ESA’s Mars Express orbiter has captured an image of what appears to be the remains of an ancient supervolcano. The image was taken on 26 November 2014, and focuses on the Siloe Patera feature in the Arabia Terra region of Mars.
Siloe Patera comprises two large nested craters, close to the center of the image. It is around 40 km (25 miles) long and 30 km (19 miles) wide. The structure is named after the Castilian sculptor and architect Diego de Siloé (1495 – 1563).
Some researchers believe that this type of geological structure and several similar structures in this region of Mars are calderas of very flat volcano complexes – volcanoes that resemble the few supervolcanoes on Earth in shape.
One example of such a supervolcano is the Yellowstone volcano, with a caldera 60 km (37 miles) long and 40 km (25 miles) wide.
Supervolcanoes occur when magma is trapped below the surface, leading to a huge built up in pressure. They erupt suddenly in violent explosions and thus do not ‘grow’ sloping mountains like Olympus Mons, the largest volcano in the Solar System.
But a number of irregularly shaped craters have been detected in the Arabia Terra region that could represent a family of ancient supervolcano calderas.

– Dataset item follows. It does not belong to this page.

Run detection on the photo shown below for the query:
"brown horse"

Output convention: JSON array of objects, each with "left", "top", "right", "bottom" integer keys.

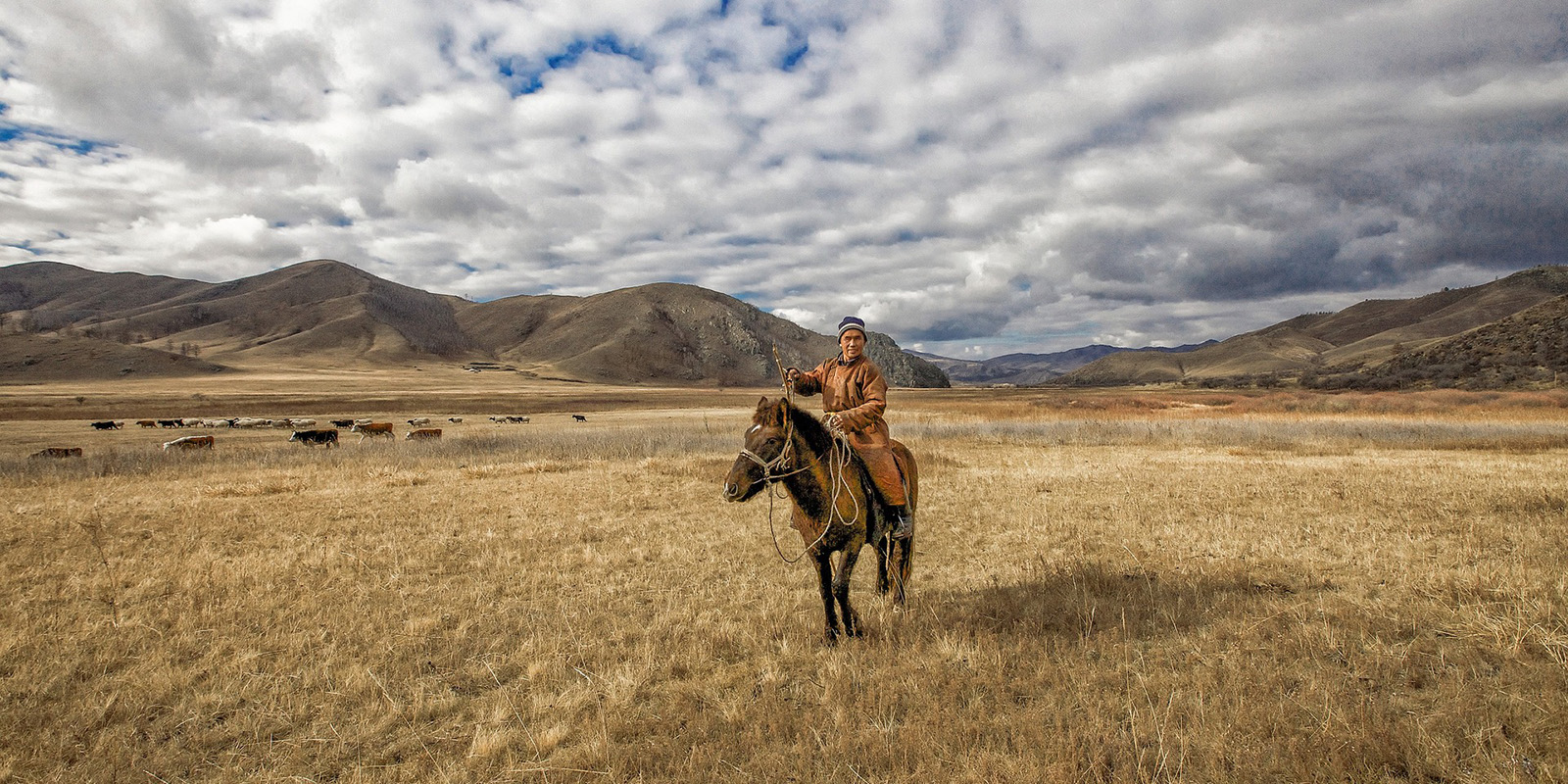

Siloe Patera is one such example. It is characterized by two depressions with steep-sided walls, collapse features and low topographic relief.
The deepest depression reaches 1,750 m (5,700 feet) below the surrounding plains, and the somewhat shallower depression sinks another 700 m (2,300 feet) below this.
The depressions could even represent two different eruptive episodes due to collapse as the underlying magma pressure was released, or as the magma chamber migrated below the surface.
By comparison, impact craters include features such as a central peak, uplifted crater rims and ejecta blankets surrounding them. Indeed, impact craters are widespread in this scene: textbook examples can be found in the two side-by-side craters just above Siloe Patera, and in the large crater at the far right of the scene. These craters each exhibit a central peak, terraced crater walls and a surrounding ejecta blanket.
An impact crater with depth to diameter ratio comparable to Siloe Patera would be expected to show these features – unless perhaps the crater had undergone extensive erosion or modification – but it does not.
The structure is surrounded by numerous small channels and gullies partly flowing into the depression.
At the southern tip of the depression, a prominent valley-like feature is visible. These occur when groundwater escapes from beneath the edge of the terrain, the caverns created by this collapse and the eroded material is transported away along the course of the valley by the flowing water. A sharp rim that is somewhat uplifted in various places also appears here.
Directly above this feature is a region some 20 by 20 km (12.4 x 12.4 miles) in size that contains numerous smaller, dendritic outflow channels on a material that looks like ejecta.
This deposit could be a cooled lava sheet, or the ejecta blanket from an impact crater. In specialist literature, it is described as the remnant of a possible gas-rich, extremely hot pyroclastic lava flow. On the other hand, the lobate edges are also similar to ejecta blankets caused by small impact craters. Asymmetrical ejecta blankets occur at oblique impact angles of 15 degrees or less.